第45章
Dr. Johnson has defined genius to be "a mind of large general powers accidentally determined in some particular direction." Men who are resolved to find a way for themselves, will always find opportunities enough; and if they do not lie ready to their hand, they will make them. It is not those who have enjoyed the advantages of colleges, museums, and public galleries, that have accomplished the most for science and art; nor have the greatest mechanics and inventors been trained in mechanics' institutes.
Necessity, oftener than facility, has been the mother of invention;and the most prolific school of all has been the school of difficulty. Some of the very best workmen have had the most indifferent tools to work with. But it is not tools that make the workman, but the trained skill and perseverance of the man himself.

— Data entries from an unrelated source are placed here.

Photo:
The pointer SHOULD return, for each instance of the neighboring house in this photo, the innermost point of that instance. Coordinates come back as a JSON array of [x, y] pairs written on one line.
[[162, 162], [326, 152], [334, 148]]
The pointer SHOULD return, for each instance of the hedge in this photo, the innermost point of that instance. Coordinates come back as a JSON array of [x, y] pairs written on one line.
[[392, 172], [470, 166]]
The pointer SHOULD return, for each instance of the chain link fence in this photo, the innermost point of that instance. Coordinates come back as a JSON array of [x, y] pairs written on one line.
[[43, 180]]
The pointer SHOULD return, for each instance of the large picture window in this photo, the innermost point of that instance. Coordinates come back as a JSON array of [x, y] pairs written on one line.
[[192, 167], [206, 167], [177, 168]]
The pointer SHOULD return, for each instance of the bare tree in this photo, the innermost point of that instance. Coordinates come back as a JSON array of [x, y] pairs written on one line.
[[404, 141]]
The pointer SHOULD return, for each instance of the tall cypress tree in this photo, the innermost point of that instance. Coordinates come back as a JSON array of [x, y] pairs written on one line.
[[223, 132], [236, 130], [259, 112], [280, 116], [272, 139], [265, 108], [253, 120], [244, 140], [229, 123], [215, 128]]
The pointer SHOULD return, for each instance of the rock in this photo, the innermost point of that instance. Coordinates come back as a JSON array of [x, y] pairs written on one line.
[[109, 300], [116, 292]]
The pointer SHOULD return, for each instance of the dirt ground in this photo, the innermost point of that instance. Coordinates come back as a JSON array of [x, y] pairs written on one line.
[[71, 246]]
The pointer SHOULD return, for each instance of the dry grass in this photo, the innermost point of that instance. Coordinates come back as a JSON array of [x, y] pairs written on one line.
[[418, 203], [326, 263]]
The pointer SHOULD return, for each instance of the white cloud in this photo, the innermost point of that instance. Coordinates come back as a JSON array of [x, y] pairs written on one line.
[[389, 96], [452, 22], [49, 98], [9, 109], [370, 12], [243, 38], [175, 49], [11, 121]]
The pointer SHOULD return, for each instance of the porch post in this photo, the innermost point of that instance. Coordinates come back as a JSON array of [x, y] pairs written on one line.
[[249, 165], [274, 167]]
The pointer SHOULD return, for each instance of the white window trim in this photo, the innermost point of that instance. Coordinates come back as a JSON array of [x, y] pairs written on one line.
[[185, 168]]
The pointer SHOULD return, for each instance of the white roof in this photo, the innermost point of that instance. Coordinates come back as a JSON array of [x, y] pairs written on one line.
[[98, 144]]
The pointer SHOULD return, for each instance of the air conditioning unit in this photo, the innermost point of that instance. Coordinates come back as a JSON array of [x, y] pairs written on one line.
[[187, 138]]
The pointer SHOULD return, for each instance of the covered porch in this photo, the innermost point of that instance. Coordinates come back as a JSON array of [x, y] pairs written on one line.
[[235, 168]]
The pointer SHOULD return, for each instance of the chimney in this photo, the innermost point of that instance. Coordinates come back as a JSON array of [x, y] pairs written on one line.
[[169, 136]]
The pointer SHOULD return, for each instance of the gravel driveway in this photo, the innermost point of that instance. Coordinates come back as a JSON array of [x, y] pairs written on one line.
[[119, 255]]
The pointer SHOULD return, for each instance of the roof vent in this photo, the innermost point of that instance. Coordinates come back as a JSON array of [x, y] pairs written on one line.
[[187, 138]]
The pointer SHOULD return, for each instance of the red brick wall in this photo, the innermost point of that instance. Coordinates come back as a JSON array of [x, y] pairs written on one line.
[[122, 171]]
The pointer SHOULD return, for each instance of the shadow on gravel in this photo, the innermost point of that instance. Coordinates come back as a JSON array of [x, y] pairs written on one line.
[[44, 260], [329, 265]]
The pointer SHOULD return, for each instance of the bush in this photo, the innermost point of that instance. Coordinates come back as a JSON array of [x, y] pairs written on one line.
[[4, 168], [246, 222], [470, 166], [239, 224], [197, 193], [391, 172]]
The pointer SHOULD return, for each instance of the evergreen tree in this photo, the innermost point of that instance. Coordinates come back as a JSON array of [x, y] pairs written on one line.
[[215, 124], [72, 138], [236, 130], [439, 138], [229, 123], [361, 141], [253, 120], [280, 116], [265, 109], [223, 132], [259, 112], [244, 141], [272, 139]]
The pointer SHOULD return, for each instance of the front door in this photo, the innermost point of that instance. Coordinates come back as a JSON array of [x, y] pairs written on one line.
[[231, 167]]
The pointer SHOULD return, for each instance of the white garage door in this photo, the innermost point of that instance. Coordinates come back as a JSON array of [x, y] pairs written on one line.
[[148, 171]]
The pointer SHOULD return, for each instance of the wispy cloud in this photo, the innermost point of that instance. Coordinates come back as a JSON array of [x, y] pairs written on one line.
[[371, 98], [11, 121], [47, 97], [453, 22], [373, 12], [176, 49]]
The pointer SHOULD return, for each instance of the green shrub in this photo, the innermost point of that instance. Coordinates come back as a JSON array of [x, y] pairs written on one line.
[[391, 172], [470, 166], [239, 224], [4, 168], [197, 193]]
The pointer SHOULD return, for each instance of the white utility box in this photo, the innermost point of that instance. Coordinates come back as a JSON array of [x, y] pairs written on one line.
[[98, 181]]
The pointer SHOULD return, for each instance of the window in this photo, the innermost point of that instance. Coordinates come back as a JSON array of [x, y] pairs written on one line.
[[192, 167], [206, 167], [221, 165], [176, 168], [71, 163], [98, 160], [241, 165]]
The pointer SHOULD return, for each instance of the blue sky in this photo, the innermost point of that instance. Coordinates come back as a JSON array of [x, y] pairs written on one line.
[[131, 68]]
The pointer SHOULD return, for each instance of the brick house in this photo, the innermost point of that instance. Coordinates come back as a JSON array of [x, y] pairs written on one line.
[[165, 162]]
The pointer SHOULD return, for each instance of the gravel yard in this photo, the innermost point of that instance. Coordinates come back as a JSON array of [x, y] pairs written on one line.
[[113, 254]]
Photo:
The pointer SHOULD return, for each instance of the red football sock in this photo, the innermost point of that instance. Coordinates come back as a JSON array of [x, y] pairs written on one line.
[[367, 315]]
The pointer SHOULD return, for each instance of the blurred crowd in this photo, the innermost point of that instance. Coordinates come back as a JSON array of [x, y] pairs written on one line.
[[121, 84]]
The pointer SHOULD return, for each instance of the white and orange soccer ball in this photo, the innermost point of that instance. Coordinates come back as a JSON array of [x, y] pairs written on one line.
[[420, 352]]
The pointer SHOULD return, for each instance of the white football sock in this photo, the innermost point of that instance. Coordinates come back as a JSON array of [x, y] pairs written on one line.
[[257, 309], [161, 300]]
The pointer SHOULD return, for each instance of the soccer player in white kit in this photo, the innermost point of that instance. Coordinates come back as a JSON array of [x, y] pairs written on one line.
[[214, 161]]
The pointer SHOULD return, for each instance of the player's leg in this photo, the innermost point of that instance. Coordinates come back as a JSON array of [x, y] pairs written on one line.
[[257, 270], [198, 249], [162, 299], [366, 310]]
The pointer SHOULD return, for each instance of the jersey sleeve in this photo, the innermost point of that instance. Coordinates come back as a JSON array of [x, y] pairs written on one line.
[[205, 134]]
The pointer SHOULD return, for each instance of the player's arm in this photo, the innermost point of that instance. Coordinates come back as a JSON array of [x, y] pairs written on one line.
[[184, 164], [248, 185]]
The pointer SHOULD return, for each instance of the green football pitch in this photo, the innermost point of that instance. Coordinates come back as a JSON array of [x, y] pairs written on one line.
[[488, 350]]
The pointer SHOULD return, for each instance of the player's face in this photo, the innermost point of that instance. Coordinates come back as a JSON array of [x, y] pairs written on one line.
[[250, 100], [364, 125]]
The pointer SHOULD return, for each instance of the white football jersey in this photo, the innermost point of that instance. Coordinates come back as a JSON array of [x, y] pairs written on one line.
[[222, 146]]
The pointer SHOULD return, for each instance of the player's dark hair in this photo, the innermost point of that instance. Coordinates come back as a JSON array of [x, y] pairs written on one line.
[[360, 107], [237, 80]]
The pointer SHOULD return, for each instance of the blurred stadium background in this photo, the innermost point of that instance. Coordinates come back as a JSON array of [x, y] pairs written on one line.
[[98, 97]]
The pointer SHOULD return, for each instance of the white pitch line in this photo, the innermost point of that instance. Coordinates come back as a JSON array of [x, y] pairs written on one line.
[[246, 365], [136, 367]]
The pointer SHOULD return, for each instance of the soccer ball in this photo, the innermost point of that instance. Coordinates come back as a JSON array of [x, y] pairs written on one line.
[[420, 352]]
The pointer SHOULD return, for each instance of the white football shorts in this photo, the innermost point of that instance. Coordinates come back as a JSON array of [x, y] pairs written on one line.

Indeed it is proverbial that the bad workman never yet had a good tool. Some one asked Opie by what wonderful process he mixed his colours. "I mix them with my brains, sir," was his reply. It is the same with every workman who would excel. Ferguson made marvellous things - such as his wooden clock, that accurately measured the hours - by means of a common penknife, a tool in everybody's hand; but then everybody is not a Ferguson. A pan of water and two thermometers were the tools by which Dr. Black discovered latent heat; and a prism, a lens, and a sheet of pasteboard enabled Newton to unfold the composition of light and the origin of colours. An eminent foreign SAVANT once called upon Dr. Wollaston, and requested to be shown over his laboratories in which science had been enriched by so many important discoveries, when the doctor took him into a little study, and, pointing to an old tea-tray on the table, containing a few watch-glasses, test papers, a small balance, and a blowpipe, said, "There is all the laboratory that I have!"Stothard learnt the art of combining colours by closely studying butterflies' wings: he would often say that no one knew what he owed to these tiny insects. A burnt stick and a barn door served Wilkie in lieu of pencil and canvas. Bewick first practised drawing on the cottage walls of his native village, which he covered with his sketches in chalk; and Benjamin West made his first brushes out of the cat's tail. Ferguson laid himself down in the fields at night in a blanket, and made a map of the heavenly bodies by means of a thread with small beads on it stretched between his eye and the stars. Franklin first robbed the thundercloud of its lightning by means of a kite made with two cross sticks and a silk handkerchief. Watt made his first model of the condensing steam-engine out of an old anatomist's syringe, used to inject the arteries previous to dissection. Gifford worked his first problems in mathematics, when a cobbler's apprentice, upon small scraps of leather, which he beat smooth for the purpose;whilst Rittenhouse, the astronomer, first calculated eclipses on his plough handle.
The most ordinary occasions will furnish a man with opportunities or suggestions for improvement, if he be but prompt to take advantage of them. Professor Lee was attracted to the study of Hebrew by finding a Bible in that tongue in a synagogue, while working as a common carpenter at the repairs of the benches. He became possessed with a desire to read the book in the original, and, buying a cheap second-hand copy of a Hebrew grammar, he set to work and learnt the language for himself. As Edmund Stone said to the Duke of Argyle, in answer to his grace's inquiry how he, a poor gardener's boy, had contrived to be able to read Newton's Principia in Latin, "One needs only to know the twenty-four letters of the alphabet in order to learn everything else that one wishes."Application and perseverance, and the diligent improvement of opportunities, will do the rest.
Sir Walter Scott found opportunities for self-improvement in every pursuit, and turned even accidents to account. Thus it was in the discharge of his functions as a writer's apprentice that he first visited the Highlands, and formed those friendships among the surviving heroes of 1745 which served to lay the foundation of a large class of his works. Later in life, when employed as quartermaster of the Edinburgh Light Cavalry, he was accidentally disabled by the kick of a horse, and confined for some time to his house; but Scott was a sworn enemy to idleness, and he forthwith set his mind to work. In three days he had composed the first canto of 'The Lay of the Last Minstrel,' which he shortly after finished, - his first great original work.
The attention of Dr. Priestley, the discoverer of so many gases, was accidentally drawn to the subject of chemistry through his living in the neighbourhood of a brewery. When visiting the place one day, he noted the peculiar appearances attending the extinction of lighted chips in the gas floating over the fermented liquor. He was forty years old at the time, and knew nothing of chemistry. He consulted books to ascertain the cause, but they told him little, for as yet nothing was known on the subject. Then he began to experiment, with some rude apparatus of his own contrivance. The curious results of his first experiments led to others, which in his hands shortly became the science of pneumatic chemistry. About the same time, Scheele was obscurely working in the same direction in a remote Swedish village; and he discovered several new gases, with no more effective apparatus at his command than a few apothecaries' phials and pigs' bladders.